The Givenness of Things, Marilynne Robinson. New York: Picador, 2016.
Summary: A collection of essays drawn from various lectures questioning our prevailing ideas through the lens of John Calvin, and others in the Reformed and Humanist tradition.
If you have read Marilynne Robinson’s fiction, you have the sense that there is a world of theological thought undergirding her narratives, particularly reflected in her lead character, Reverend John Ames. To read her essays is to enter into that rich theological world, and the extent to which this woman reads.
It is also to experience a voice that seems from another time, questioning our prevailing ways of thought. Like C. S. Lewis, Robinson is a reader of old books, particularly old theologians like John Calvin and Jonathan Edwards, and she allows these voices of another time to question our accepted ways of looking at things.
One example is the essay from which the title of this collection is drawn, “Givenness.” The essay focuses around the ideas of Jonathan Edwards’ Religious Affections and the intrinsic character of the affections of love, joy, hope, desire, and others in our experience of faith.

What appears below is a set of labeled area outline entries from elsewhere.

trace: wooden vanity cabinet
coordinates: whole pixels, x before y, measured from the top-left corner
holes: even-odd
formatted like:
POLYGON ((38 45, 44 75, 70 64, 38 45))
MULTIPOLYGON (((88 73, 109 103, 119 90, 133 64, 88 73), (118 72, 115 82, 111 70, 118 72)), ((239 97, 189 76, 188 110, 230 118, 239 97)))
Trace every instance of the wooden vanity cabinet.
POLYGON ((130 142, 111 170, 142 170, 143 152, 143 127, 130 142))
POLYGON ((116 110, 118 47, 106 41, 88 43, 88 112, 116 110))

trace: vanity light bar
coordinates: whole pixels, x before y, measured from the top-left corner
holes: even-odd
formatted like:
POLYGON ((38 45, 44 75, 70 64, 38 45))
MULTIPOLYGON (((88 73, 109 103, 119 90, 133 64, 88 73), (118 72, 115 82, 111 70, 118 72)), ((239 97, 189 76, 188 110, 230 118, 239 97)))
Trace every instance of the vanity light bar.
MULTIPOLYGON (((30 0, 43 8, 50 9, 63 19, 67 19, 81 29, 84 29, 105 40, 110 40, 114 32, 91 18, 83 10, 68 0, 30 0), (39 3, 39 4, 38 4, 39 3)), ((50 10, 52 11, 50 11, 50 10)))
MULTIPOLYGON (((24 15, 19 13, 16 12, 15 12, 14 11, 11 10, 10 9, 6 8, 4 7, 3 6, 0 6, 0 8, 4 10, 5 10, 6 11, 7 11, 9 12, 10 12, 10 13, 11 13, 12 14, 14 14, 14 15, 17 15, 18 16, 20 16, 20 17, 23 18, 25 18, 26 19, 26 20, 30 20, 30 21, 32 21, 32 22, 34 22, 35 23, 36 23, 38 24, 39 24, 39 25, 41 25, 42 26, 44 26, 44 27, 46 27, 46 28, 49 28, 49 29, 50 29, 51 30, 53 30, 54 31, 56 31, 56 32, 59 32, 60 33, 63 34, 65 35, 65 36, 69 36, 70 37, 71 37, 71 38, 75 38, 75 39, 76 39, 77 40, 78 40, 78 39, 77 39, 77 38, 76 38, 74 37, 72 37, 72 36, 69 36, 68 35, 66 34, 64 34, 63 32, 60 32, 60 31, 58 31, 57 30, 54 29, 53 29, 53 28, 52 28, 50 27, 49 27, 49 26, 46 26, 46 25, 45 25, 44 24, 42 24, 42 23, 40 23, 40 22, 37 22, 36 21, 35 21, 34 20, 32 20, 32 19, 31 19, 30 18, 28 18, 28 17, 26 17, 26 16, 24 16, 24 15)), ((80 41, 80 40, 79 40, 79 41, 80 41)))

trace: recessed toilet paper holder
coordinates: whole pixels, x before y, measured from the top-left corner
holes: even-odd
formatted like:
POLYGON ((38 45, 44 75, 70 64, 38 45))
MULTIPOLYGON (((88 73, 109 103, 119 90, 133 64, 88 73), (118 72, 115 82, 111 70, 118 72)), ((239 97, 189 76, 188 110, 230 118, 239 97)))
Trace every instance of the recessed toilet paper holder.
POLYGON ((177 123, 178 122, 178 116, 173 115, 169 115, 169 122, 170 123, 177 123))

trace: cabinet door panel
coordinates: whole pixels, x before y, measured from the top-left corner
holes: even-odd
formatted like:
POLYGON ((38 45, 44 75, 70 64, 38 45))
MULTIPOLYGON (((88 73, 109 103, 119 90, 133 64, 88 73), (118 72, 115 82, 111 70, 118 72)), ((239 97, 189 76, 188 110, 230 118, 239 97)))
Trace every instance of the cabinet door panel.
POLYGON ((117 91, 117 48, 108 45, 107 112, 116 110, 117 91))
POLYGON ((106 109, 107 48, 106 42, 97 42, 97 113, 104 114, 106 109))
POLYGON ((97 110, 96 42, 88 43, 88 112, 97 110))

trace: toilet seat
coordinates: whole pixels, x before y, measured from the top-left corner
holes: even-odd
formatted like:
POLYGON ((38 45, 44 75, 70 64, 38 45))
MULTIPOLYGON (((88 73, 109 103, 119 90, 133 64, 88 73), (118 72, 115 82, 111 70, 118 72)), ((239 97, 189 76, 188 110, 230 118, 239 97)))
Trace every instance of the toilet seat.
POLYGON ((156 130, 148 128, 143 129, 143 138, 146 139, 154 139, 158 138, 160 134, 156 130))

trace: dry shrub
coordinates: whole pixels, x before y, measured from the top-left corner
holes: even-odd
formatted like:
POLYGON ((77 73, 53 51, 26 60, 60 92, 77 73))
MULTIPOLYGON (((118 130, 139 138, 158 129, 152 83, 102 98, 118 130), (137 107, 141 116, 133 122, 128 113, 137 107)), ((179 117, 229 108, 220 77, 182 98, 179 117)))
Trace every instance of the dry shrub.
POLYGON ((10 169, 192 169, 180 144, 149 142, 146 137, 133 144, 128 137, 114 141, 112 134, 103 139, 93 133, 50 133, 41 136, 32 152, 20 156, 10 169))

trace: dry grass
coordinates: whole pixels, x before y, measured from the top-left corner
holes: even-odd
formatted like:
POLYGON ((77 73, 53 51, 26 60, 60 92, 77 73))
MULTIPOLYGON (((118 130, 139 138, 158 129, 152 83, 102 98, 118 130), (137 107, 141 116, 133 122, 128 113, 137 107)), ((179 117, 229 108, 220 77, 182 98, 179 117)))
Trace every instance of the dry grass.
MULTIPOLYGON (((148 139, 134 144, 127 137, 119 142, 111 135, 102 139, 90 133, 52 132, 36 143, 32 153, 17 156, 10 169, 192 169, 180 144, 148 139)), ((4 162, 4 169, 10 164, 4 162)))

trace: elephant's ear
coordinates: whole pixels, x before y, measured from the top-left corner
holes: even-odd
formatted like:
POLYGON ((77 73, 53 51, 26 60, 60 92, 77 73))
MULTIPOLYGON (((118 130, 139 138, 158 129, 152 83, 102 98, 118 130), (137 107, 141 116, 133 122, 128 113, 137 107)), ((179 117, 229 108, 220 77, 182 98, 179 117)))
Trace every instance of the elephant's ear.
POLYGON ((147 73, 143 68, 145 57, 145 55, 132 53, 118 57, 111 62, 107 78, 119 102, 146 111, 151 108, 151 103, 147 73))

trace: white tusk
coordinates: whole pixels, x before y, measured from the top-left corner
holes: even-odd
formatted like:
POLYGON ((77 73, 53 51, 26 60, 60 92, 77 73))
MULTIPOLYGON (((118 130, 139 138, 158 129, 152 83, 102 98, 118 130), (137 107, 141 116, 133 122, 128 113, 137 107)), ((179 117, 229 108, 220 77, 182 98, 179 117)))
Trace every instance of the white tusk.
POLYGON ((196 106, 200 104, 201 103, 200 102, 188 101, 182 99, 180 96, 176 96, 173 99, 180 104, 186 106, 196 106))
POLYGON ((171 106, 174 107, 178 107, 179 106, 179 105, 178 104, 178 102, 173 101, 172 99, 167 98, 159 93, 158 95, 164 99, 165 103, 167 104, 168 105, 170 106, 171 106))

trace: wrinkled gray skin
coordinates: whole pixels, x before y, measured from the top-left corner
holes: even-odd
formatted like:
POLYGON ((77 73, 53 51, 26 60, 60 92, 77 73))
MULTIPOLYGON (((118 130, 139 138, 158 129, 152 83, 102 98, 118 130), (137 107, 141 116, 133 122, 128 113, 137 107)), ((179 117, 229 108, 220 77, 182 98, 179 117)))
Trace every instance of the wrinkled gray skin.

Here, and in other essays, she argues against the scientific reductionism that reduces the affections to the firing of neurons. Similarly, the opening essay on “Humanism” describes the glories of the works of the mind that came out of the Renaissance, and challenges the reductionism that would explain all of this through evolutionary mechanisms and physical processes. It is not that she is anti-science. It is obvious that her reading includes and delights in a great deal of science writing. It is the scientism that asserts hegemony over all domains of human experience to which she objects.
The book consists of seventeen essays, most with one word titles like “Reformation,” Servanthood,” or “Limitation.” Perhaps the most striking for me was her essay on “Fear.” These statements were particularly arresting:
“First, contemporary America is full of fear. And second, fear is not a Christian habit of mind….As Christians we are to believe that we are to fear not the death of our bodies but the loss of our souls” (p. 125).
She explores how this drives the fearful nationalism evident even when she was writing these essays, and the stress on preserving and extending the Second Amendment in the acquisition and proposed “right” to concealed carry. She also wonders about the financial interests exploiting this culture of fear.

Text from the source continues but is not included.